Opened in 2015, Pansuriya is the brainchild of Aung Soe Min – a Yangon gallery owner who has made it his mission to make the city a centre of artistic excellence. Serving excellent Burmese cuisine (think Shan noodles, tamarind leaf salads, and Burmese curries), the restaurant also doubles as an art gallery, its walls crammed with old photographs. It is neither its food nor its art, however, for which Pansuriya is currently making waves – but its poetry.
In August, Pansuriya held one of Yangon’s very first poetry slams. A poetry slam is a competitive event where poets perform their own original poetry in front of a crowd – it started in Chicago in the mid-1980s and has since spread all over the world. The subjects treated are often intensely personal and sometimes controversial – and it was no different here.
The participating poets – some of them new, some of them well-established – covered topics ranging from democracy to sex slavery, performing to a packed room. Two poets slammed together about the anti-Muslim sentiment that is so rife in Burma, and which both had experienced first-hand, while another railed against “the world of norms […] where women and homosexuals are feeble and weak. Strong men mock at the second and third sex”.
An event such as this would have been impossible to hold in Yangon until pretty recently. In 2008, the poet Saw Wai was arrested for writing a Valentine’s Day poem with the hidden message “power crazy Senior General Than Shwe”, while Maung Saung Kha was jailed for six months just last year for posting a poem on Facebook about having a tattoo of the president on his penis. Released from prison this May, the famous “Penis Poet” returned to the stage at Pansuriya, clearly undeterred by his stint behind bars.

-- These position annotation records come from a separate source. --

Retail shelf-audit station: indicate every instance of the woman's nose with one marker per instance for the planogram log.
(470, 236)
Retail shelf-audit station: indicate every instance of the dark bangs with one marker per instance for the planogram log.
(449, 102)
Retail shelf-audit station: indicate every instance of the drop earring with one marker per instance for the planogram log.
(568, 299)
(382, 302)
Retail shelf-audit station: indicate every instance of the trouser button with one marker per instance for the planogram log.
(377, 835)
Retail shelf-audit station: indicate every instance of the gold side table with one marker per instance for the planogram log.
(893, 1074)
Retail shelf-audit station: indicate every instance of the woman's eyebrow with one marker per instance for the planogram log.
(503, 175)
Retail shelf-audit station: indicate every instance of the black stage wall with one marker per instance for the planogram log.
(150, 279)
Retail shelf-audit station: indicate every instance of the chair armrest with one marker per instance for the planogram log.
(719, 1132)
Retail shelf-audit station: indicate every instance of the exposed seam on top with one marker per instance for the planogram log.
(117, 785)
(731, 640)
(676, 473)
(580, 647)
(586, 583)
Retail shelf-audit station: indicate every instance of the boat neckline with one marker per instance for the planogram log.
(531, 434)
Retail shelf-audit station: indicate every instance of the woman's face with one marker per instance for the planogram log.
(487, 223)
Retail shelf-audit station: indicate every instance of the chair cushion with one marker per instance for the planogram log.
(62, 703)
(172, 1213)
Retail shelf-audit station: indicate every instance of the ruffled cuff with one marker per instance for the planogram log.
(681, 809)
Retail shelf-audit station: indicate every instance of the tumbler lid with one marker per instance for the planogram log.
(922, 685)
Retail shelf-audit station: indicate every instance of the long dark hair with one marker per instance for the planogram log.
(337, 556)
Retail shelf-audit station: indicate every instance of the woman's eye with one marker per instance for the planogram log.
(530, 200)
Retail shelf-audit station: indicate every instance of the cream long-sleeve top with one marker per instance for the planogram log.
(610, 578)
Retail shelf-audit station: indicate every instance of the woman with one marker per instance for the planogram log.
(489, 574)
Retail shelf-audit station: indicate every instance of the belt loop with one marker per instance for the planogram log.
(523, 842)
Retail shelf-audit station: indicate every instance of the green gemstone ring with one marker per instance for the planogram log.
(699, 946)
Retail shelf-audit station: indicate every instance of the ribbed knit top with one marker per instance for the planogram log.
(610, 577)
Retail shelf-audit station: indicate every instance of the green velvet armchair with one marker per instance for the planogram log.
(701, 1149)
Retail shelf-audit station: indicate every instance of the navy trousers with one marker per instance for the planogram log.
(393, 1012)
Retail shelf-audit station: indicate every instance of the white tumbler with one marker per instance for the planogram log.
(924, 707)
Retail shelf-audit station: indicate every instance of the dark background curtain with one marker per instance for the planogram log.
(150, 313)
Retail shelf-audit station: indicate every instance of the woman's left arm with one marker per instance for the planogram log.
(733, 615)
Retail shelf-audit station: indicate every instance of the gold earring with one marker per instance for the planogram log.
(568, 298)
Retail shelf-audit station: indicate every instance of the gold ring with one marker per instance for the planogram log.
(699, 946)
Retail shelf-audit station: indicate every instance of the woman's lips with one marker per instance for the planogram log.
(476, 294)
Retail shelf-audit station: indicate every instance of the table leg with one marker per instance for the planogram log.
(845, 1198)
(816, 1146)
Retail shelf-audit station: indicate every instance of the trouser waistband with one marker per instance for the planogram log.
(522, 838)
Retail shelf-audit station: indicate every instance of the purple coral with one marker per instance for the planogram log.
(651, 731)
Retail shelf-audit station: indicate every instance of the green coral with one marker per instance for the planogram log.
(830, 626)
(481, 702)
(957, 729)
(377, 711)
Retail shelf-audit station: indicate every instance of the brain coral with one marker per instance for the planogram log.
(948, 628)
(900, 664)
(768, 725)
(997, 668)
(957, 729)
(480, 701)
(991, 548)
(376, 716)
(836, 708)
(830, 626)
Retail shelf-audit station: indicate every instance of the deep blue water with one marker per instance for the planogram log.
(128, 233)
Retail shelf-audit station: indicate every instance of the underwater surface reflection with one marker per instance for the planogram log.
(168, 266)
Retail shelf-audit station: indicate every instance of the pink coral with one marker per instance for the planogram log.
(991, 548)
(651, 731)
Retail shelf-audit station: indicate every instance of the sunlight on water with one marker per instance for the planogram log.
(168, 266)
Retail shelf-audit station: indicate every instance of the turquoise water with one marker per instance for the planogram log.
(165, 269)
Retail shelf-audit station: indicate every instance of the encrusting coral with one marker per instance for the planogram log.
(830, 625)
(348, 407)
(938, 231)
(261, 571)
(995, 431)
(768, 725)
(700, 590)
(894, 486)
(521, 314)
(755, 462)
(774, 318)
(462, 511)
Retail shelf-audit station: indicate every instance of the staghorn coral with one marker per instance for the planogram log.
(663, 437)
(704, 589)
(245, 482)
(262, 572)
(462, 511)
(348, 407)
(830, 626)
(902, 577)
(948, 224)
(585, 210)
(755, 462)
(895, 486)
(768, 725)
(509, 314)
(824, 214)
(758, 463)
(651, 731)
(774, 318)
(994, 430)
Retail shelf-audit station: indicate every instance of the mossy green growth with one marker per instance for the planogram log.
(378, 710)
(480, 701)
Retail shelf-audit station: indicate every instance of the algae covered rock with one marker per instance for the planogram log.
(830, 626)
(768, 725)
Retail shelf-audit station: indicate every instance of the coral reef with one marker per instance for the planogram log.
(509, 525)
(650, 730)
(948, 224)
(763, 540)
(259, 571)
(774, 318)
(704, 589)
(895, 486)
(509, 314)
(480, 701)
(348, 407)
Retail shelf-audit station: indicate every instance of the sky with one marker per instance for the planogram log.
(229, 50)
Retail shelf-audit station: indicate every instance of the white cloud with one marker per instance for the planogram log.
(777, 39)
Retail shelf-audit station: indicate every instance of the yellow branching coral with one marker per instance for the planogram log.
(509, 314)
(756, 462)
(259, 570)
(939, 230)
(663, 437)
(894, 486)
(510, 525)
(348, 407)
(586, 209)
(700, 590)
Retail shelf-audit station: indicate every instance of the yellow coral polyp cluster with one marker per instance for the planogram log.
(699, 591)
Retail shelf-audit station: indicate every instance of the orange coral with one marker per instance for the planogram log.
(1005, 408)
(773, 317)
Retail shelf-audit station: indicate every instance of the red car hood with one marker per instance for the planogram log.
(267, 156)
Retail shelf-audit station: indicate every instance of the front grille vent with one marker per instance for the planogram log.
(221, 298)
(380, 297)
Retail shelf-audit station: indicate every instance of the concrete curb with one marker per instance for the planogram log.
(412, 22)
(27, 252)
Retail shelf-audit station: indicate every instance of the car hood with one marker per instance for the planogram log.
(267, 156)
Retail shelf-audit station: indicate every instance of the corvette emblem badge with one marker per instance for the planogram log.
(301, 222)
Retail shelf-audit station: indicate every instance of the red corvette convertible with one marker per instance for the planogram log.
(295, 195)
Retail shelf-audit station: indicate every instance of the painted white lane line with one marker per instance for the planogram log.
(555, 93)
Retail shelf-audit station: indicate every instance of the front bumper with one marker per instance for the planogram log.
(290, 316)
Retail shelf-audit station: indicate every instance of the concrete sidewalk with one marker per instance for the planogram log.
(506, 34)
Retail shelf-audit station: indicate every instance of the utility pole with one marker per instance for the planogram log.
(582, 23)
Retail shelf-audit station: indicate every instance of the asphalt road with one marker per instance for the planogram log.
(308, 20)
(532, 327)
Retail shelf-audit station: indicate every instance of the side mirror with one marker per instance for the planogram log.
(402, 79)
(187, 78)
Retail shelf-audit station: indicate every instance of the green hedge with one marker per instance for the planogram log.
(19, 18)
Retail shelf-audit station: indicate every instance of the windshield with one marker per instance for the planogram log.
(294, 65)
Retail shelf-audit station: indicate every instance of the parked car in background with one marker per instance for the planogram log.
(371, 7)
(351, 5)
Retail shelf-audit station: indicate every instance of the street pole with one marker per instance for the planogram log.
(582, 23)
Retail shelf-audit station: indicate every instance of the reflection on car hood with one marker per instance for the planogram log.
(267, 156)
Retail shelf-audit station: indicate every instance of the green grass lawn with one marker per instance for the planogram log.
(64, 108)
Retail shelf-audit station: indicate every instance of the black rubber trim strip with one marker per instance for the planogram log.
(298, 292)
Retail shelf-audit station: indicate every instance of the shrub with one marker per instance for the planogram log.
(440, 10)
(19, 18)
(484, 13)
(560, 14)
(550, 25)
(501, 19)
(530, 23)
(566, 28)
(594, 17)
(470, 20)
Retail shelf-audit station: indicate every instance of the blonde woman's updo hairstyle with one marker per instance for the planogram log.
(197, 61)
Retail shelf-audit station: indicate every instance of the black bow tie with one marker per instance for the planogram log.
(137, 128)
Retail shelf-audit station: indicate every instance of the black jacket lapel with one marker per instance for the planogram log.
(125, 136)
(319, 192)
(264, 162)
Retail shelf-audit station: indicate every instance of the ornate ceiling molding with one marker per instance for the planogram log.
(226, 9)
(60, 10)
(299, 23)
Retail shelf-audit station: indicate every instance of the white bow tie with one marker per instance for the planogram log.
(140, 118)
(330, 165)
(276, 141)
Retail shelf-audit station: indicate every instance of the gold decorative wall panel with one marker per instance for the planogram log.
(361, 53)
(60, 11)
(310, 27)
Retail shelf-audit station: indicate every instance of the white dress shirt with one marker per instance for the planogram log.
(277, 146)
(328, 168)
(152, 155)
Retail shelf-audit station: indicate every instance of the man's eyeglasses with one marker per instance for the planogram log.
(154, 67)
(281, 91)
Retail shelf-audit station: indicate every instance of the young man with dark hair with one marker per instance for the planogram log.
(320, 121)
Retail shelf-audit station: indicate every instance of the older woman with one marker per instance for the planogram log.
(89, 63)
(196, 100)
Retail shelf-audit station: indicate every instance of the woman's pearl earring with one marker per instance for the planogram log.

Even now, as attitudes begin to relax, the poets worry that by speaking out about their values they are putting themselves at risk. Than Toe Aung, a co-organiser of the event who slammed about racism, feared that he would be targeted by anti-Muslim groups – but for him, the consequences of not speaking out were much greater. “Is it right for us to live like nothing is wrong in this society?” he demanded, to cheers from the audience.
Burma has come a long way toward freedom of speech, and there is a long way yet to go – but thanks to events like Slam Express, it feels like progress is finally being made.